COMMENTARY

Game Changers in Gastroenterology: 2011

David A. Johnson, MD

Disclosures

November 23, 2011

In This Article

Patients With Nondysplastic Barrett's Esophagus Have Low Risks for Developing Dysplasia or Esophageal Adenocarcinoma

Wani S, Falk G, Hall M, et al.
Clin Gastroenterol Hepatol. 2011;9:220-227.

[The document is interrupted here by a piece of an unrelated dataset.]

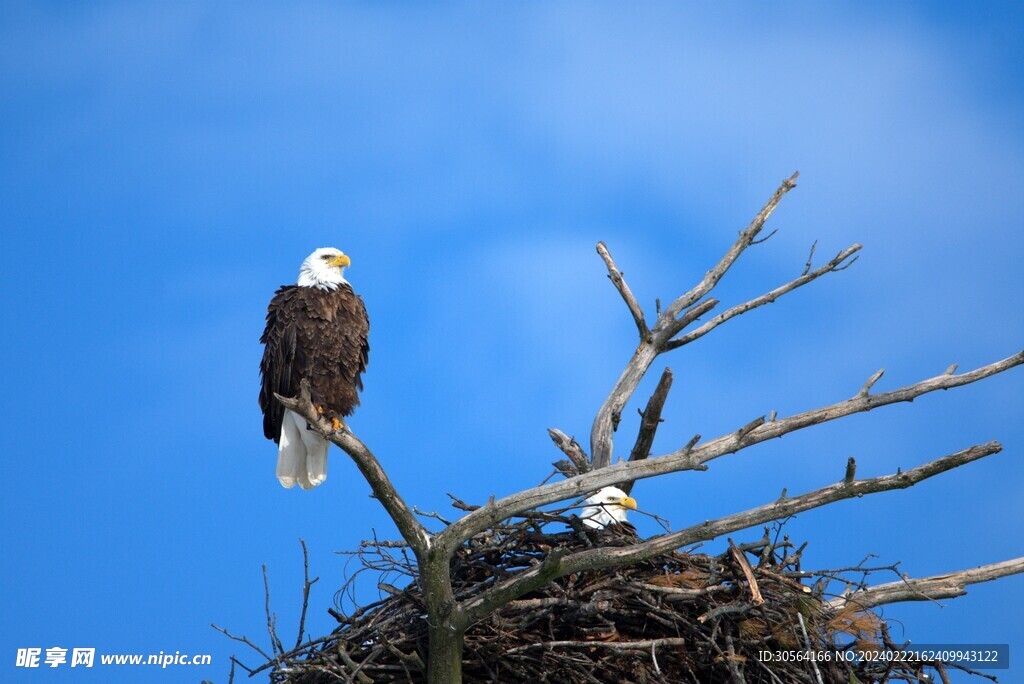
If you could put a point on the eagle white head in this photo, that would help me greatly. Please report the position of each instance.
(606, 507)
(324, 268)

In this study from 5 tertiary referral centers, Wani and colleagues evaluated incidence and progression of esophageal adenocarcinoma (EAC) and HGD in a prospective cohort of 1204 patients (94% white; 88% men; mean age, 59.3 years). All patients had nondysplastic BE and received routine biopsies that were interpreted by an expert pathologist at each of the participating institutions. During a mean follow-up of 5.52 years, annual incidence rates of EAC and HGD were 0.27% and 0.48% respectively, and mean time to development was 5.3 years and 5.6 years, respectively. Cancer-free survival at 5, 8, and 10 years was 98.6%, 97.5% and 97.1%.

Why Is This a Game Changer?

These incidence rates of EAC and HGD are approximately half those from other recent studies. This raises the question of cost-effectiveness of current surveillance intervals. Of interest, a prior analysis[2] estimated that the annual incidence of EAC would need to be >1.9% per year for surveillance of non-dysplastic BE at 5-year intervals to be cost-effective.